Bad Disk Configuration – this is something we see often. An example of this is a server with a HP B110i SATA RAID controller with NO additional caching. This server had 2 x 2TB drives in a RAID 1 configuration with no caching at all on the controller. Furthermore the server was configured with 3 partitions on the disks which is normally not an issue either. What compounded the issue further still was that there was a single backup job created to allow all three partitions to be backed up at once. This is a big mistake on a machine configured like this. You can see in the log below, that the backup starts at 8:05 in this instance, and it takes 4 minutes and 21 seconds to do the VSS Snapshot – during this time the server effectively pauses many of it’s operations so that it can snapshot the current state of the server. Why does it take so long? It takes so long because it’s trying to snapshot 3 partitions of information back to itself, therefore the disk IO is massively overloaded.
Solutions here could include,
- Add a Hardware RAID Cache to the controller
- Create three individual backup jobs configured to run at different non conflicting times
- All of the above
BSOD or Hard Powering off of the server – at all costs you need to avoid this. StorageCraft has some cool methods to track the changes made to the disks while the server is running (won’t go into it here). But these methods rely on the server being shutdown correctly rather than crashing. If the server is powered off correctly, then it can use the cool technology within ShadowProtect to create the image using a VDIFF which is very fast and the best way to minimise the backup time. You can see above that the backup shown is being created by VDIFF by the line “image will be created by VDIFF” – this tells you that it’s the fastest way StorageCraft can do the image. If however you have the server BSOD, or you power it off with the power button, then the information StorageCraft needs to create the VDIFF backup is lost. It instead reverts to a DIFFGEN. You can see this in the log file below “Incremental image will be created from existing full by using DiffGen”
When an image is created by DiffGen, it compares the existing backup image chain with what is on the disk right now to determine what has changed and then create an incremental backup. This process is EXTREMELY slow as it has to read and compare each sector across the entire image chain. If you happen to be watching the Time remaining counter or the speed counters within ShadowProtect when it’s doing a DiffGen, you will see they fluctuate wildly as it goes over and over the image chain. Once it has completed this backup however, it will revert to doing a VDIFF backup once again.

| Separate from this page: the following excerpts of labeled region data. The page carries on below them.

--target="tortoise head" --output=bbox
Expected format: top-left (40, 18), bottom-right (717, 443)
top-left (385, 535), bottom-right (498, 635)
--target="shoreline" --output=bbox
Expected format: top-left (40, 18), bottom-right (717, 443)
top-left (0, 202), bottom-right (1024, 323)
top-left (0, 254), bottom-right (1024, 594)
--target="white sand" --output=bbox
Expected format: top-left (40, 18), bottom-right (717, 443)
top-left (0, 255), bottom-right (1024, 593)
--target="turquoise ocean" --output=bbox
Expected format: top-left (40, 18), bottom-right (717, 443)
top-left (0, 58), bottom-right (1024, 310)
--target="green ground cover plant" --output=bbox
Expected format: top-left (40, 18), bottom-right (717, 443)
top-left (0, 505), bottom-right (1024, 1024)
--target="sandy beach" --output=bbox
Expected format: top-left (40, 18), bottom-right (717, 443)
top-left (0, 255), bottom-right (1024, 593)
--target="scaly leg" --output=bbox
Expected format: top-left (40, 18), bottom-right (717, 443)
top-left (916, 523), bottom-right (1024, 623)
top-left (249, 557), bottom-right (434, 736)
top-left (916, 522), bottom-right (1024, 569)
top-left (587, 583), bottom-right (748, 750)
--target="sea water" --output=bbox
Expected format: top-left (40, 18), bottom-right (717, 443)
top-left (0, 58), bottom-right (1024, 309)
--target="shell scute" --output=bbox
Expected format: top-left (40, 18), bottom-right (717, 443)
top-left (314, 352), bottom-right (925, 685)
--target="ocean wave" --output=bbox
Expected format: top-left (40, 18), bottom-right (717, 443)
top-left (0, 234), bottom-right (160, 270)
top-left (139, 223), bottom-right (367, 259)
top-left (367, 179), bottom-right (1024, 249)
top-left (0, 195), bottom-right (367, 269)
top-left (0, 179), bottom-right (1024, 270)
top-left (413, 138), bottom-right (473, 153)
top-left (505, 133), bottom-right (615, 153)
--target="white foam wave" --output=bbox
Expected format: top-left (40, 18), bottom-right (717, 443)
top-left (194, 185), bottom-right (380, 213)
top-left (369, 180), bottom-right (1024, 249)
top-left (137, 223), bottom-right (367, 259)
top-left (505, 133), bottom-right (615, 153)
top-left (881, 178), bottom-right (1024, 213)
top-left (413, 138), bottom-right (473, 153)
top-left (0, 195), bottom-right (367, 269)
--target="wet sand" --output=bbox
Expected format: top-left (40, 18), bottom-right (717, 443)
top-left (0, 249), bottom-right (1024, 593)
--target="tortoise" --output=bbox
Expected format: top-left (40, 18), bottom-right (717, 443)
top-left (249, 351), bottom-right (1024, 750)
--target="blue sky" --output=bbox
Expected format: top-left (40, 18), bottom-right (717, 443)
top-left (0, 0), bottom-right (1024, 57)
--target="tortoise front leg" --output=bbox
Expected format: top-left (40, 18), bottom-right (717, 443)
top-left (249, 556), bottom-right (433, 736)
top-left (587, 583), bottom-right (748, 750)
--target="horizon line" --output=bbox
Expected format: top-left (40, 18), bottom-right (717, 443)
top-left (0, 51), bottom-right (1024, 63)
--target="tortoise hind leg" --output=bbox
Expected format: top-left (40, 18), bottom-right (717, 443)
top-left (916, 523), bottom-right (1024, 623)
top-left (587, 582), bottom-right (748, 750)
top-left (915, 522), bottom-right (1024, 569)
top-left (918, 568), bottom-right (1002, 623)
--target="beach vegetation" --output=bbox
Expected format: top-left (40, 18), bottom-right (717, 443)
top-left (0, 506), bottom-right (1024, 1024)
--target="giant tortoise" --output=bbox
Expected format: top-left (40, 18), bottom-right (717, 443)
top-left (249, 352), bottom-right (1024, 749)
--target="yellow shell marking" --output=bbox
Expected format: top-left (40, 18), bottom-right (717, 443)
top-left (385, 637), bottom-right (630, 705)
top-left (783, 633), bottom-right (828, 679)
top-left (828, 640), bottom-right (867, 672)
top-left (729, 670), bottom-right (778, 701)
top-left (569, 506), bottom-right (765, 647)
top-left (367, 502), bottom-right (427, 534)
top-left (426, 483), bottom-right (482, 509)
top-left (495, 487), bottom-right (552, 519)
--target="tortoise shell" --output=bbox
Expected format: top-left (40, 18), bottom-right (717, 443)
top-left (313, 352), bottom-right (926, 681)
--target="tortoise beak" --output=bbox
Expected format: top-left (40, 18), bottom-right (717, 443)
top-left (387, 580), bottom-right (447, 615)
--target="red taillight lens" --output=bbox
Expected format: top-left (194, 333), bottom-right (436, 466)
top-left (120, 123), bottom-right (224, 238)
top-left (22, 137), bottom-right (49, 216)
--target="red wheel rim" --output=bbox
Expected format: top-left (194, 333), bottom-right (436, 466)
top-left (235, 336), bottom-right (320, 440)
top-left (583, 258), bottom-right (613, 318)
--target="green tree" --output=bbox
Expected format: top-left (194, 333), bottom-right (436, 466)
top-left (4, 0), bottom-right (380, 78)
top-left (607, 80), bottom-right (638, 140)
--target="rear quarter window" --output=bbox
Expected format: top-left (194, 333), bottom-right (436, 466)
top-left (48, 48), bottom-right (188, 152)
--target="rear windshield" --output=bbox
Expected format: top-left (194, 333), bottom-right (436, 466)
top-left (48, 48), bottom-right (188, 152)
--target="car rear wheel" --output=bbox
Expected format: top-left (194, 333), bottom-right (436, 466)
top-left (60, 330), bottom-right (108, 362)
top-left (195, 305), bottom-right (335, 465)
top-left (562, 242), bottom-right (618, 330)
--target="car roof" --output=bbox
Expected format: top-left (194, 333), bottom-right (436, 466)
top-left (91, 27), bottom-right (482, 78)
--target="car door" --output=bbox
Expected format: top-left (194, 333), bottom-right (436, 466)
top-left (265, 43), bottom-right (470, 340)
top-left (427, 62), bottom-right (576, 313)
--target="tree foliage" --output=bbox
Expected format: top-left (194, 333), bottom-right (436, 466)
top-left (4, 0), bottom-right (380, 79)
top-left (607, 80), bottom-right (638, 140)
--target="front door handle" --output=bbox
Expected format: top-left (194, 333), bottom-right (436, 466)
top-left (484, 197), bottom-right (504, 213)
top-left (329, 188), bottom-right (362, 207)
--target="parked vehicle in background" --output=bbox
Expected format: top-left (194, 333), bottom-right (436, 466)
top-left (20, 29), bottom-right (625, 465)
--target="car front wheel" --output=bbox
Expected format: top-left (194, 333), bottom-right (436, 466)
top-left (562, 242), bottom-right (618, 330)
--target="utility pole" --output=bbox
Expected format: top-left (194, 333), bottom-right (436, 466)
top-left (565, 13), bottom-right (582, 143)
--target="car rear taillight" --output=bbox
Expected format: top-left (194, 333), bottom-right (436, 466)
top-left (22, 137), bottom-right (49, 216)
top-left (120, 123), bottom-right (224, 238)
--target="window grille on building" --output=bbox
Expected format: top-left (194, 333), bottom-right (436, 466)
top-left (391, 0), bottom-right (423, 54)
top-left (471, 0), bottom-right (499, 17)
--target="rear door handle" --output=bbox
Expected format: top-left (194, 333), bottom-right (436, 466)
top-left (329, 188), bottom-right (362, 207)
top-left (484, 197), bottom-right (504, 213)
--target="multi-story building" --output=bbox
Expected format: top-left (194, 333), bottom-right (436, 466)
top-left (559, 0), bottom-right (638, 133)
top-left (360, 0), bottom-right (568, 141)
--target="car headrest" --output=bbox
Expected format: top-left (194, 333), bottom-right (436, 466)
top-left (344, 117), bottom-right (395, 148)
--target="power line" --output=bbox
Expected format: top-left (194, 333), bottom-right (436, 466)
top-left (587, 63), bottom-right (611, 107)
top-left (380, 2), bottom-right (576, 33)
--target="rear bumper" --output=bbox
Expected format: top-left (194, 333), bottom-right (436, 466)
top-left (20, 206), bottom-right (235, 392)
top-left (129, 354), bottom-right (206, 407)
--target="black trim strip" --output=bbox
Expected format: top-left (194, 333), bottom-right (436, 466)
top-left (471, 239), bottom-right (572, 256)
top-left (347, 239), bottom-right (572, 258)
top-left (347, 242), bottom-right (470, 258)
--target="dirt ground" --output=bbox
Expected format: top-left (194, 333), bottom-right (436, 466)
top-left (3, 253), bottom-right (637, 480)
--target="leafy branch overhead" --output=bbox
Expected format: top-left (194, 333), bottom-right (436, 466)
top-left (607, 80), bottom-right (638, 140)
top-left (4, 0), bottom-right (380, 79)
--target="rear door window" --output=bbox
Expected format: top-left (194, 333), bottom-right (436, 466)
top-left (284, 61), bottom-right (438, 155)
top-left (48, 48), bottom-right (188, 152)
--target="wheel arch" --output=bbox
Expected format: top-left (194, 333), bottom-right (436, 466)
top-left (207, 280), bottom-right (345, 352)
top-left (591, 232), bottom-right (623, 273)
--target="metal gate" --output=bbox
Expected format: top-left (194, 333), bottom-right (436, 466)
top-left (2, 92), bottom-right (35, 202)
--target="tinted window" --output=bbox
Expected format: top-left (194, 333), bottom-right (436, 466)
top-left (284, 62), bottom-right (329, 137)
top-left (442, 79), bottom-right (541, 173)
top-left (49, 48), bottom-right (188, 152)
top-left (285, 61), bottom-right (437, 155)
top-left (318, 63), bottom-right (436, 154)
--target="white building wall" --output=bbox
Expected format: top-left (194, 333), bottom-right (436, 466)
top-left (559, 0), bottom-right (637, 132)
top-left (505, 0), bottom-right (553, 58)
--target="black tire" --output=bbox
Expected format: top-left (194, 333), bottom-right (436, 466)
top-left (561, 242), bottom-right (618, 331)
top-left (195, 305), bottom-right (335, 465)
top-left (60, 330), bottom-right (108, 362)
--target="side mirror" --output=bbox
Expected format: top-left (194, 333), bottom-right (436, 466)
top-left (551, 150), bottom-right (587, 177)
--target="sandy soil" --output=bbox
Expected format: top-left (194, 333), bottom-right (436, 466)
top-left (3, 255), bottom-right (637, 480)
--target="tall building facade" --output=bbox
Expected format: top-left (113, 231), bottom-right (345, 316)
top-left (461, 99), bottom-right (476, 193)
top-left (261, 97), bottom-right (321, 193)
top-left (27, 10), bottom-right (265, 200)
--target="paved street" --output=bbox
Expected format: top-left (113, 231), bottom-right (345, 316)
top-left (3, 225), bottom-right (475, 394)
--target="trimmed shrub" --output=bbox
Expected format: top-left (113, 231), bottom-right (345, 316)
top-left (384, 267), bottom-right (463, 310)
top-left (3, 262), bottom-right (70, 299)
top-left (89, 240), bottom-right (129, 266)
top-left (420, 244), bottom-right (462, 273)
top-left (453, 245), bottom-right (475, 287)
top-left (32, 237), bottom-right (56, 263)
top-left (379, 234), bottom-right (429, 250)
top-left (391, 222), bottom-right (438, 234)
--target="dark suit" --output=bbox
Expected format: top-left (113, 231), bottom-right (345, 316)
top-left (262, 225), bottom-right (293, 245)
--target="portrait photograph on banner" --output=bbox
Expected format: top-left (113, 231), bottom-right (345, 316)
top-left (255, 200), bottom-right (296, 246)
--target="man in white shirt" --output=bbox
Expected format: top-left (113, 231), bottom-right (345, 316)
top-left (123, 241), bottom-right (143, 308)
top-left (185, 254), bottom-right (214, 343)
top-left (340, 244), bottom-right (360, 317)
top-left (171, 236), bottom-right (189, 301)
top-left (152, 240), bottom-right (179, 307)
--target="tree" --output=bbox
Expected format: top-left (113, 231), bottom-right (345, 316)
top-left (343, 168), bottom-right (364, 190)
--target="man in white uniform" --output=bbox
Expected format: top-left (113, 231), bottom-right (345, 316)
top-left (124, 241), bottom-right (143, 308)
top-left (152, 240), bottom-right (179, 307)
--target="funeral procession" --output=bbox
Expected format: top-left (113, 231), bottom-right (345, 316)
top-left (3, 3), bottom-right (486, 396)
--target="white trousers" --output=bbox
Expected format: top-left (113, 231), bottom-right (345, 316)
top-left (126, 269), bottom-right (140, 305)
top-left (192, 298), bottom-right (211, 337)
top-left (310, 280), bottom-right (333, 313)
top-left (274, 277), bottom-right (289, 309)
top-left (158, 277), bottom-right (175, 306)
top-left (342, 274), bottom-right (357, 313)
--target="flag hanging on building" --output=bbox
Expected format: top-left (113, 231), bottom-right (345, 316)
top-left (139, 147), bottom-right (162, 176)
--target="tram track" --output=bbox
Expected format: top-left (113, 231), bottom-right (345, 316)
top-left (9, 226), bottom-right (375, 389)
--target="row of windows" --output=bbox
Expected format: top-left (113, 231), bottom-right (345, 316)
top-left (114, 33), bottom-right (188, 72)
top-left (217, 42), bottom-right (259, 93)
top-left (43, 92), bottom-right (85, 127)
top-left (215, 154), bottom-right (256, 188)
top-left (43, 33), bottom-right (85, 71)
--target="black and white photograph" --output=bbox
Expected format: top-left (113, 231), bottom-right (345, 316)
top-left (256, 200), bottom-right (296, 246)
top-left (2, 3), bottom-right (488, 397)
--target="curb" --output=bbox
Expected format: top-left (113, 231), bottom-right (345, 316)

Now – imagine if you will a clients server with pretty much ALL of the above issues at once… yeah… you get idea. It’s pretty easy to configure a great product like ShadowProtect VERY badly and create a massively bad impression on the client. From what I’m told, the previous IT provide blamed the product for all of these failings. Funny though that once we resolve them as best we can, the server performs much better (still not great due to the disk configuration) but much better and stable too!